Zinedine Zidane said Wednesday that leading Real Madrid to the La Liga title in a stop-start season at the mercy of coronavirus was “the best day of my professional life”.

The 48-year-old French football icon insisted it will remain a memorable day even in a career which includes winning the 1998 World Cup as a player as well as three Champions League titles on the trot in his first stint as head coach.

The only setback in the season was a Champions League last 16 exit at the hands of Manchester City.

“We set the goal (of winning La Liga) very high,” Zidane told AFP.

“After the (coronavirus) confinement, knowing that perhaps we were not going to start playing again, because that’s what was going on, finally to have taken La Liga, for me it was my happiest day.

“Even if we always want to say that the Champions League, yes, it’s great, it’s magnificent, I don’t want to compare. When we won this complicated, this very difficult La Liga, it was really the best day of my professional life.”

Zidane added that he would never rule out at some stage taking charge of the French national team.

However, it’s not something that is on his immediate horizon which is not surprising given that present incumbent Didier Deschamps has already won the 2018 World Cup from the coaching hot seat.

“I said it a dozen years ago: if I am a coach, why not one day train the France team?” Zidane told AFP.

“It is not new. Even Didier Deschamps knows it because it was he who announced it.

“We all have a story and my story with the France team, it was beautiful until my last game. With ups and downs, but my story was beautiful.
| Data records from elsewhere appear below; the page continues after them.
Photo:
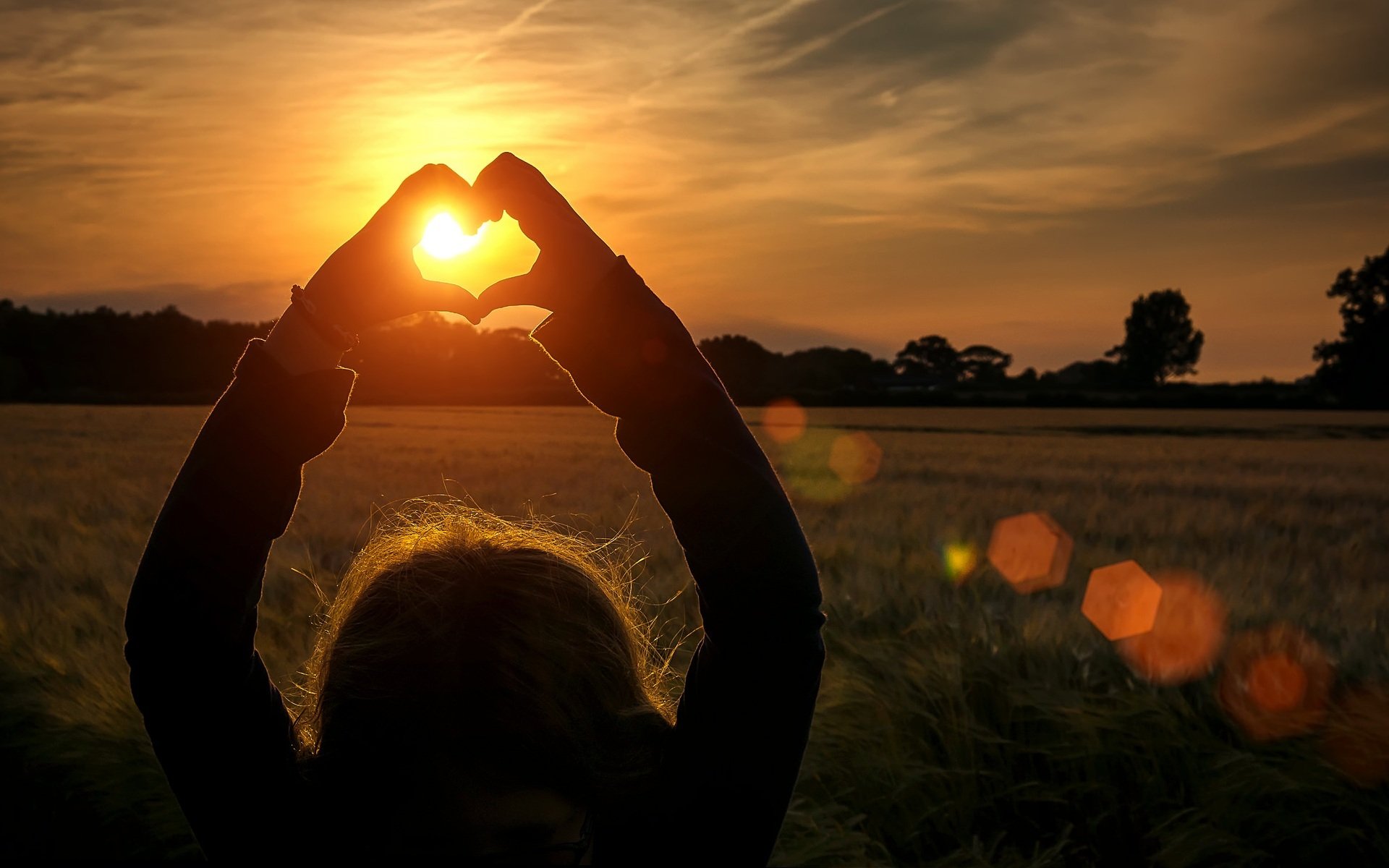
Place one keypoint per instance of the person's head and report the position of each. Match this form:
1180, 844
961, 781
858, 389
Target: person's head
475, 677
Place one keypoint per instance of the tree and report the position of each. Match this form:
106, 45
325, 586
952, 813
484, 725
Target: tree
742, 365
830, 370
1159, 341
982, 365
931, 357
1356, 368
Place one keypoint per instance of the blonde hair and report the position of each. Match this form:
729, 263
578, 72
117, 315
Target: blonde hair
507, 652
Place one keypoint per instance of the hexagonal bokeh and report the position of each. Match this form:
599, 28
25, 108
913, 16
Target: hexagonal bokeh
1275, 682
1121, 600
1186, 635
1031, 552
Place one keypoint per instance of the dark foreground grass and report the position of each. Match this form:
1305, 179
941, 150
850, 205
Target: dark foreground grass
957, 726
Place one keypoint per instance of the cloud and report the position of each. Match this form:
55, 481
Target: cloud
789, 145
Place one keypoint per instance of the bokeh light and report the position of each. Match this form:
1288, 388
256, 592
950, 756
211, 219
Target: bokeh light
1186, 635
1031, 552
1275, 682
1357, 735
959, 560
1121, 600
854, 457
783, 420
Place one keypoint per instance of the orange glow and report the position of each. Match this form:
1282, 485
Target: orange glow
1357, 736
445, 239
783, 420
1275, 682
1031, 552
1121, 600
854, 457
1186, 635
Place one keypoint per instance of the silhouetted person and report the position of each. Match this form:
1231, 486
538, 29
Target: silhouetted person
480, 689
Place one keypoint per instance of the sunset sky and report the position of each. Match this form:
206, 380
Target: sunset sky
851, 173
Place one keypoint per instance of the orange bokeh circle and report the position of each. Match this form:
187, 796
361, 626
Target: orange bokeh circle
1186, 635
1275, 682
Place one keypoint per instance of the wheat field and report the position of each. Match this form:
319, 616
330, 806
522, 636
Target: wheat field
959, 724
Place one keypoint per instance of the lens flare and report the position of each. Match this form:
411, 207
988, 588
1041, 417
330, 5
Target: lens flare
854, 457
960, 560
445, 239
1186, 635
1121, 600
1275, 682
783, 420
1031, 552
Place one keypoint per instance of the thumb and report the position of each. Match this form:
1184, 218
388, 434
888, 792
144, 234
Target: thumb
442, 296
510, 292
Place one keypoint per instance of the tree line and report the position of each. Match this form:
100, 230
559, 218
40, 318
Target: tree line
164, 356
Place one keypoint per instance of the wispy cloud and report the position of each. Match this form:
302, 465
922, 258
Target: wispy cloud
940, 163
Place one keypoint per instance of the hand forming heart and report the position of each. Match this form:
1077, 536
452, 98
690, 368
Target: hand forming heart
373, 278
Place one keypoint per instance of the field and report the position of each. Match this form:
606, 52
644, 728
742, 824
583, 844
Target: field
959, 724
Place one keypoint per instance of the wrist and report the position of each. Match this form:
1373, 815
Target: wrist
297, 346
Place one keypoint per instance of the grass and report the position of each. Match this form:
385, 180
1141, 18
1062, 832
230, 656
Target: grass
957, 726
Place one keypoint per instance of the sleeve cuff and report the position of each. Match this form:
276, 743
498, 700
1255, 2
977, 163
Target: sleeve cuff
299, 417
625, 350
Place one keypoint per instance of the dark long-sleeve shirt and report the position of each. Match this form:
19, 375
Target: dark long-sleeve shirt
221, 729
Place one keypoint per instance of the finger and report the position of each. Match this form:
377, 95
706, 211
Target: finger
520, 190
433, 190
442, 296
510, 292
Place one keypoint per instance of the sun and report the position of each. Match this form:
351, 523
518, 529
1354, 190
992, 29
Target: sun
445, 239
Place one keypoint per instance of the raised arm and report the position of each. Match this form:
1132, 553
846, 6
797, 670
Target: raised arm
749, 696
216, 720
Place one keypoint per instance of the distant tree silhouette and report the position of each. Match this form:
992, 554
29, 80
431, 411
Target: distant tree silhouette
828, 370
984, 365
1097, 374
930, 357
1159, 341
1356, 368
742, 365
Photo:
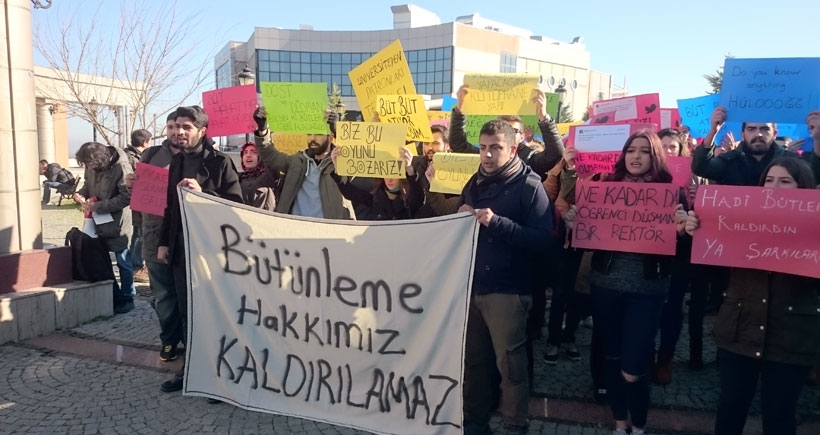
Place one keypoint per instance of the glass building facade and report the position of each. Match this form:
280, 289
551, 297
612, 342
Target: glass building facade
432, 68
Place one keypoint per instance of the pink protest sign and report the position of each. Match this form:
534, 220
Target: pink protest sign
626, 217
681, 169
645, 108
758, 228
595, 163
150, 192
670, 118
230, 110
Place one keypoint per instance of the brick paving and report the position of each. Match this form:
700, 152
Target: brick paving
58, 392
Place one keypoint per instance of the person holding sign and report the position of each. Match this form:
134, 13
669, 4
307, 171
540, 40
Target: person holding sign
509, 202
308, 188
767, 330
201, 168
629, 289
391, 199
540, 162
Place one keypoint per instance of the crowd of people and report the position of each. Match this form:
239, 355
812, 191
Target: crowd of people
523, 197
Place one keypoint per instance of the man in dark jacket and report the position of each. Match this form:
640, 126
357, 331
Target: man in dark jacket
201, 168
540, 161
140, 140
106, 196
744, 165
56, 178
510, 203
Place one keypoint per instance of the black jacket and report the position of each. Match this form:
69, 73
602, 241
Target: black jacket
540, 162
217, 176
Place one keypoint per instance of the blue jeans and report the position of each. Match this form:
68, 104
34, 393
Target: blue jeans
629, 322
780, 386
163, 288
136, 248
125, 291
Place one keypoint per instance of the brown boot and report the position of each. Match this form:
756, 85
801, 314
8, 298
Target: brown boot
663, 374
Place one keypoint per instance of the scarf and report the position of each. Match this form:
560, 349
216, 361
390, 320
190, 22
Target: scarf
512, 167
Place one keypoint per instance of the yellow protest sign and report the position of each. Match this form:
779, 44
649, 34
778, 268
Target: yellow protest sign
453, 170
563, 127
370, 149
384, 73
438, 117
500, 94
409, 110
290, 143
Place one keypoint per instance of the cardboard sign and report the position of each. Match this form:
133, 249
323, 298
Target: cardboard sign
645, 109
296, 107
670, 118
758, 228
408, 110
150, 192
370, 149
770, 90
453, 170
681, 169
230, 110
626, 217
312, 318
384, 73
509, 94
290, 143
695, 113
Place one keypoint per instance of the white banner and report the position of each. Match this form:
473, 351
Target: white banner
350, 323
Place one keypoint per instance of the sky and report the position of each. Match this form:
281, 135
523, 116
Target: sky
654, 46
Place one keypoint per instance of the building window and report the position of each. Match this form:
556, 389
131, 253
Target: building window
509, 62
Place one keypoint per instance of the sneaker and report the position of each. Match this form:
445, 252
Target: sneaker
551, 355
124, 307
571, 351
141, 275
168, 352
174, 384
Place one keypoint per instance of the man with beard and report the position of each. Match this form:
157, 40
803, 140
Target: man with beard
161, 275
309, 188
201, 168
744, 165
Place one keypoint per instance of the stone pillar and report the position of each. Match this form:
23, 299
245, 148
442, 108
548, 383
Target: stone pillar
20, 219
45, 132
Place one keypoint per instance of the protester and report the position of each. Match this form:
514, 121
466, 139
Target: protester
682, 272
105, 194
308, 188
200, 168
391, 199
140, 140
767, 330
56, 178
507, 199
259, 184
628, 292
161, 274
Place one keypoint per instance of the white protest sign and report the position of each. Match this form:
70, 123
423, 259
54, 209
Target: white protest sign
328, 320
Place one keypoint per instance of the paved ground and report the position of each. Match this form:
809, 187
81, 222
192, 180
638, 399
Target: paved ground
66, 384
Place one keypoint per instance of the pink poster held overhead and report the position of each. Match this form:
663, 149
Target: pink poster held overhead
230, 110
150, 192
681, 169
626, 217
645, 108
758, 228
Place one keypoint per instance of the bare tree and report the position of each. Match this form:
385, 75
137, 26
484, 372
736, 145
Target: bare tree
144, 67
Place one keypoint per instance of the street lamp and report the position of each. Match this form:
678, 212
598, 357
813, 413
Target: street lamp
246, 77
562, 96
94, 106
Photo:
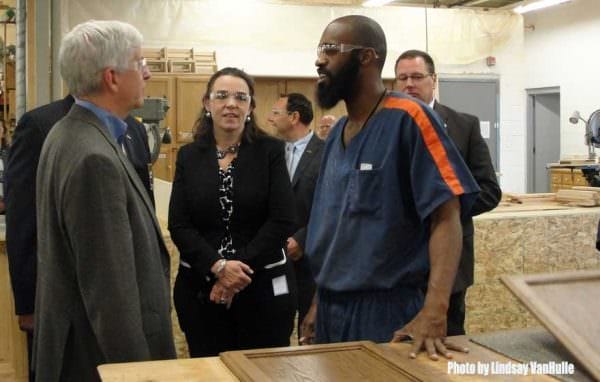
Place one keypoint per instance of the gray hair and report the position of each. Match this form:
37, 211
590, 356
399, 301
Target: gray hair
93, 46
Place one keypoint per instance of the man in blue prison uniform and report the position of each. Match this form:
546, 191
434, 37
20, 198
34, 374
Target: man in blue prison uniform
385, 221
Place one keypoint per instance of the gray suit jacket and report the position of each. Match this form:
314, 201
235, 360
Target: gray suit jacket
103, 269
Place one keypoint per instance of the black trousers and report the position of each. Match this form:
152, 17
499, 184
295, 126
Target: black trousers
256, 319
29, 353
306, 288
456, 314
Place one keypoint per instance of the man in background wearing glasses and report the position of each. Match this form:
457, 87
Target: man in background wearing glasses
415, 75
385, 221
291, 117
103, 292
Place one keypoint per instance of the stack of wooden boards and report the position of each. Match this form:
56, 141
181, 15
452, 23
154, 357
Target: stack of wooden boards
577, 196
174, 60
580, 196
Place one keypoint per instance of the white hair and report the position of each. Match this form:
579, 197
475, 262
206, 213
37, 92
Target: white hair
93, 46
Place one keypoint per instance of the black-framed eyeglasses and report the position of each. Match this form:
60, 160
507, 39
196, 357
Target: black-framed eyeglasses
414, 77
280, 112
330, 48
140, 64
222, 95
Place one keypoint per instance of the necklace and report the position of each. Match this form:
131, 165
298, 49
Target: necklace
232, 149
366, 120
374, 109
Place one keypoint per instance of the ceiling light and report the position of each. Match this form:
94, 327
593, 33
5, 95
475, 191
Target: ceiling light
376, 3
538, 5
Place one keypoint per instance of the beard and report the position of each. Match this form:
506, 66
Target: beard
339, 85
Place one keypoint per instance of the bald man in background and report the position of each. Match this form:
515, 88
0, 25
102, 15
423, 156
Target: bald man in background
324, 127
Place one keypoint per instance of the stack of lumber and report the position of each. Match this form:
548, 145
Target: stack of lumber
513, 202
174, 60
580, 196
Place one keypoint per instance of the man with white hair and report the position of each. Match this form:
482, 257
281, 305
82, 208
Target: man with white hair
103, 269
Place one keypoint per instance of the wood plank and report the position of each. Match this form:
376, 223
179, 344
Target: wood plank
566, 304
350, 361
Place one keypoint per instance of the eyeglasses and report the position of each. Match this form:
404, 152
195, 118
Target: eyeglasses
140, 64
280, 112
415, 77
332, 48
222, 95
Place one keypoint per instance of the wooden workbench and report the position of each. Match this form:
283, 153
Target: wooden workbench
213, 369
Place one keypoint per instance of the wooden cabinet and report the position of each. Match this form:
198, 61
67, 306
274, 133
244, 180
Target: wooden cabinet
163, 86
190, 90
185, 92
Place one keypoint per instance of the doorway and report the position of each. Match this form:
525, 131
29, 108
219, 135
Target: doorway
543, 136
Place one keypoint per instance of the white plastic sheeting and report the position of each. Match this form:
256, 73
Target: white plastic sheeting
275, 39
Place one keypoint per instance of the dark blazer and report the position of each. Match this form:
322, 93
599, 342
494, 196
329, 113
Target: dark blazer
303, 184
465, 132
19, 183
263, 213
103, 292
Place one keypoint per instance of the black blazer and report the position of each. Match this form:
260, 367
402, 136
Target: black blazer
263, 212
465, 132
303, 184
19, 190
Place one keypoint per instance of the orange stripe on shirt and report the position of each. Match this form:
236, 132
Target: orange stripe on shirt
432, 140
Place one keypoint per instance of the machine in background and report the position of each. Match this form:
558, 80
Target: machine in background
152, 115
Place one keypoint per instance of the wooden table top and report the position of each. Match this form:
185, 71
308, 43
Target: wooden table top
213, 369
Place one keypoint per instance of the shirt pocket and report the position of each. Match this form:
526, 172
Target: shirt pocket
365, 192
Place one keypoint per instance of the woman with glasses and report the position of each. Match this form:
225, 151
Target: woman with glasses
230, 214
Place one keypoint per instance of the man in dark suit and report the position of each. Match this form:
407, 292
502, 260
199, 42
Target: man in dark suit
291, 117
415, 75
102, 289
22, 163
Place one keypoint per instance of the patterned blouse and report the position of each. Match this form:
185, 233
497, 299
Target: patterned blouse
226, 249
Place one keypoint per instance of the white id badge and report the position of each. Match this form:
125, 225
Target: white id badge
280, 286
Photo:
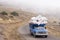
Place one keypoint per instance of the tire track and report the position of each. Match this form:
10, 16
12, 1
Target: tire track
24, 31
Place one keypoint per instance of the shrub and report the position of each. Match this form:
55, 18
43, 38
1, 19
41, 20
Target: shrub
3, 13
14, 14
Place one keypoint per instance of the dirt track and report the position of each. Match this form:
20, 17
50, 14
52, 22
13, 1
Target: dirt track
24, 30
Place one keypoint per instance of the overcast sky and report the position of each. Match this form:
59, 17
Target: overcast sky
43, 6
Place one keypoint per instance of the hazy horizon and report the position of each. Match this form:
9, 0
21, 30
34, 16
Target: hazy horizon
39, 6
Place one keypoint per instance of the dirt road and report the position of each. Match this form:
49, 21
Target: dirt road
24, 30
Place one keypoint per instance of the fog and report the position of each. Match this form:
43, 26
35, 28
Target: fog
51, 7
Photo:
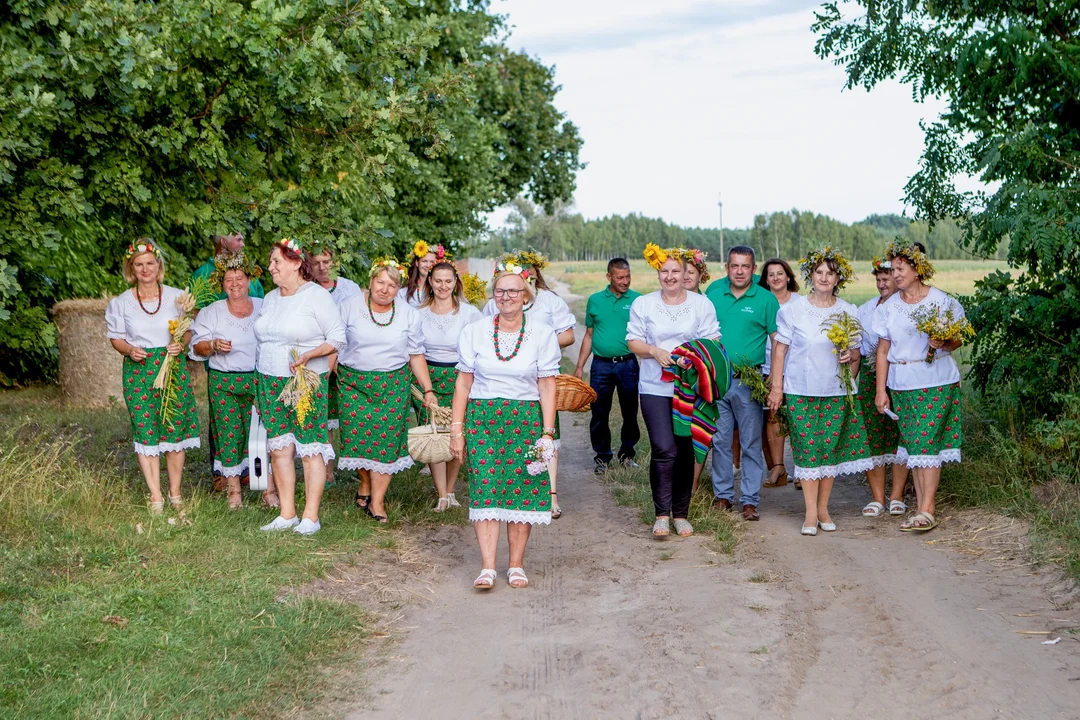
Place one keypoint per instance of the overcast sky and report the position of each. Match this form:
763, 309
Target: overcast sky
680, 99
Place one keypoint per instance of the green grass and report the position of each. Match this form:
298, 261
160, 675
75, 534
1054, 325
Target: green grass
955, 276
106, 611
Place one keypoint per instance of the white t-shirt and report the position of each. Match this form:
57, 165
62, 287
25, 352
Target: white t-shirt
301, 322
767, 368
343, 288
443, 333
907, 352
369, 347
125, 321
869, 338
548, 308
216, 323
810, 367
667, 327
514, 379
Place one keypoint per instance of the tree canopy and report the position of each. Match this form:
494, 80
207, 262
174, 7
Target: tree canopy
1009, 70
363, 123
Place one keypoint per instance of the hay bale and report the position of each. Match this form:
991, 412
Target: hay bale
91, 370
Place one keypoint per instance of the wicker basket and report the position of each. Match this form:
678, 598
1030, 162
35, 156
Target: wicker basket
572, 394
442, 416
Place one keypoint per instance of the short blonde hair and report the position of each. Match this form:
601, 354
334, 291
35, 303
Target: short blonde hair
529, 293
127, 269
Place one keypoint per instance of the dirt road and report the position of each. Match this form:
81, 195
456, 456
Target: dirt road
867, 622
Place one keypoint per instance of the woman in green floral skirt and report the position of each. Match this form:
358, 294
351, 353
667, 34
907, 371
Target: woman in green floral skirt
137, 324
922, 377
828, 431
503, 403
383, 351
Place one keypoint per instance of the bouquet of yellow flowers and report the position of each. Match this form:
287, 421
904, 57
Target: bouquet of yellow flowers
942, 324
299, 390
169, 375
845, 333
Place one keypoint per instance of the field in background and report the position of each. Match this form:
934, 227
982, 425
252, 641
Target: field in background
954, 276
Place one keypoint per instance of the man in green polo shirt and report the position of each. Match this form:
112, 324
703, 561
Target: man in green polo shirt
747, 315
613, 368
230, 243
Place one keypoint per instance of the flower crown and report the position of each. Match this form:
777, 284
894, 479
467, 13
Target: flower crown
905, 248
388, 262
140, 246
815, 257
226, 261
880, 265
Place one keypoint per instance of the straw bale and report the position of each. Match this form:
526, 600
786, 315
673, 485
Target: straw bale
90, 367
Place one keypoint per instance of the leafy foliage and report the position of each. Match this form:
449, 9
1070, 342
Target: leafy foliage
1010, 71
362, 123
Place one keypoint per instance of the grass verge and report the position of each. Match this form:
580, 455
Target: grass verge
106, 611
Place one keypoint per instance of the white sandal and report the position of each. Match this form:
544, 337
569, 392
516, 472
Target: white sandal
516, 573
485, 580
874, 510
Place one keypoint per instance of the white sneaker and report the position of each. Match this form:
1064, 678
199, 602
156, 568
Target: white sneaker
308, 527
280, 524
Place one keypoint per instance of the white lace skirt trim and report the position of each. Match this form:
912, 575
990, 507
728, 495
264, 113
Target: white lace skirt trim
528, 516
154, 450
302, 449
850, 467
233, 471
952, 454
887, 459
385, 467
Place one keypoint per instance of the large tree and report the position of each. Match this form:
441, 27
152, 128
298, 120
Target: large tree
364, 123
1009, 71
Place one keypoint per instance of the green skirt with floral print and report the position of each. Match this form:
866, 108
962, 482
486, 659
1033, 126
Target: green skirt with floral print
375, 419
283, 430
150, 435
930, 425
828, 439
498, 436
231, 397
882, 434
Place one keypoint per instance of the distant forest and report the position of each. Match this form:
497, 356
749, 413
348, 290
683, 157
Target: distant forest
566, 235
“If one day it has to continue, it will happen naturally. What will happen will happen.”

Zidane won 108 caps as a player with the French team, playing in the 1998 World Cup winning side.

However, his international career ended in disgrace when he was red carded in the 2006 final against Italy.

Zidane, playing his cards close to his chest at his football school at Aix-en-Provence, admitted that he had no grand plan for the future.

“I don’t have a career plan. I enjoy training today just as I did when I was a player. When it doesn’t work out, or something has to be done, I’ll do it differently.”